Reviewed by Colin Jacobson (February 15, 2017)
A few years back, Kevin Smith threatened to quit filmmaking. This didn’t take: while Smith scaled back his directorial schedule, he continued to create new movies. For his latest epic, we find 2016’s Yoga Hosers.
Set in Winnipeg, we meet high school sophomores Colleen Collette (Lily-Rose Depp) and Colleen McKenzie (Harley Quinn Smith). The best pals live a pretty standard teen life with parties and hoped-for relationships with boys.
Colleen Collette’s father Bob (Tony Hale) owns a local convenience store, and the girls work there. After they learn about their area’s 1940s dalliance with fascism, they encounter this long-dormant threat in bizarre fashion as Nazi sausages attack them.
Really.
If I looked hard, I could probably find a filmmaker whose career went into the crapper as hard as Smith’s, but that’s elite territory. I can’t claim this freefall occurred quickly, though, as I think Smith sowed the seeds with 2004’s Jersey Girl.
On one hand, I don’t like to come down too hard on Jersey, as it offered Smith’s attempt to broaden his horizons. He tried to go in a different cinematic direction – and failed miserably. Jersey got brutal reviews and flopped at the box office.
Though Smith claimed that 2001’s Jay and Silent Bob Strike Back would be his final visit with the characters who brought him fame, the failure of Jersey immediately sent him back to the womb. 2006 brought Clerks II, a movie that failed like a pale imitation of the filmmaker’s style.
After that, matters got worse, as subsequent Smith efforts continued to flounder, a trend that culminated in Smith’s “sell-out” flick: 2010’s Cop Out. For the first time, Smith directed a script by someone else, and his lack of connection to the material showed in the mostly witless action-comedy.
After two darker-edged movies, Hosers brings us Smith’s first clear comedy in a while, so one might expect a return to form. He seems to have abandoned all hopes of commercial success, and fans might think this makes Smith free to follow his muse and fulfill his artistic destiny.
Or maybe not. I never saw Red State or Tusk, so I can’t officially call Hosers Smith’s worst movie – and yet I’m going to do so anyway. State and Tusk may be terrible for all I know, but it’s unimaginable that they’re worse than this atrocity.

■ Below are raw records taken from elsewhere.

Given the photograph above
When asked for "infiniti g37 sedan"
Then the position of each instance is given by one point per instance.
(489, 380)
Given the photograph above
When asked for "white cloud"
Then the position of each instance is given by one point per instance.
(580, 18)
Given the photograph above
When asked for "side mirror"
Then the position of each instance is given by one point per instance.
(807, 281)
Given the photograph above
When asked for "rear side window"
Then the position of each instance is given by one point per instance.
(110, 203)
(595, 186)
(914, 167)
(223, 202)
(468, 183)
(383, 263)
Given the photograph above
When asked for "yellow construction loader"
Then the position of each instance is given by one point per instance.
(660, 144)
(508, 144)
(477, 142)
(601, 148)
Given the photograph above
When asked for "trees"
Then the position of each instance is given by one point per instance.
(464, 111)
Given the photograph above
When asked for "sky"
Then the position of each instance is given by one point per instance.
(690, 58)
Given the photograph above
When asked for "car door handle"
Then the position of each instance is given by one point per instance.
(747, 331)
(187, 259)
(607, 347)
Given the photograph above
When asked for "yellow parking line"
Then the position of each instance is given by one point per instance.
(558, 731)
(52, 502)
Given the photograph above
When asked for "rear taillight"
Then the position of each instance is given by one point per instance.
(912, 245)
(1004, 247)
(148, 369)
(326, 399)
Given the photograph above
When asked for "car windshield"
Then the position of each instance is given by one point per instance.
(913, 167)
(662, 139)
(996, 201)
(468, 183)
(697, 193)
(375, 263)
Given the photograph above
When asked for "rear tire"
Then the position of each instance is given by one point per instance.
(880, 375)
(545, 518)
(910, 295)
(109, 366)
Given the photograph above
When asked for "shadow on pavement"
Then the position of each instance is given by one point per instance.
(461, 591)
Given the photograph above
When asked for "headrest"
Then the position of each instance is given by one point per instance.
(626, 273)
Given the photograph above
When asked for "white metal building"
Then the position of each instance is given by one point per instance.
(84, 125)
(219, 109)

Hosers> finds him at his nadir as a storyteller. Hosers takes forever to get to its ostensible “plot”, and it fills those minutes with nothing more than pointless, rambling stabs at comedy.
Smith gets credit as the screenwriter here, but most of the time, the viewer will assume the actors made up the dialogue as they went. There’s a blathering sense of indulgence here, as Smith throws out any kind of allegedly comedic concept he can conjure without regard for the film as a whole.
That’s why it takes a good half an hour before the movie makes any clear attempts to pursue its main story – and even then, it ambles and goes down pointless side paths with abandon. Hosers includes enough content for a 10-minute short but Smith pads this out to 87 minutes and the film feels bloated.
I remember when Smith boasted clever insights and wit, but he doesn’t even attempt anything smart in Hosers. Much of the film focuses on cheap gags about bodily functions and Canadian accents, with the occasional self-referential moment thrown in as well.
Smith believes he’ll look smart if he reminds us of his prior flicks – or other pop culture bits, too. I suspect Smith believes he’s skewering modern society but instead, he just throws out random comments without logic or insight.
Oh, and expect cameos – lots and lots of cameos. Smith broke open his Rolodex for Hosers, which means a surprisingly good cast for a movie that appears to have cost 38 dollars to make. You’ll find plenty of known actors along with one major star whose identity becomes obvious when you look at Lily-Rose’s last name.
Even with so much talent, nothing about Hosers works, and it becomes tough not to pity the poor actors. Did they realize how awful the film was while they made it? Did they go along with the proceedings to be nice to Smith? Did anyone think they might need to stage an intervention to save the director from himself?
Remarkably, Hosers gets more depressing in its climax, a sequence that includes a scene in which Smith does nothing more than lash out at critics who were “mean” to him. Apparently film reviewers who dislike the mediocre or worse movies Smith has made over the years harshed his mellow and deserve to be woodshedded, so he uses the Nazi theme as an excuse to take down his detractors.
Here’s a better idea, Kev: make a movie as good as Clerks - or even Zack and Miri - and we’ll get off your back. With Hosers. all you did was give the critics more ammunition, as you created a cheap, stupid effort totally devoid of any humor or cleverness.
I used to like Smith a lot and I’d look forward to his films. Hosers shows that whatever talent he once possessed has evaporated. Maybe Smith will eventually rebound, but based on the evidence found here, I wouldn’t count on it.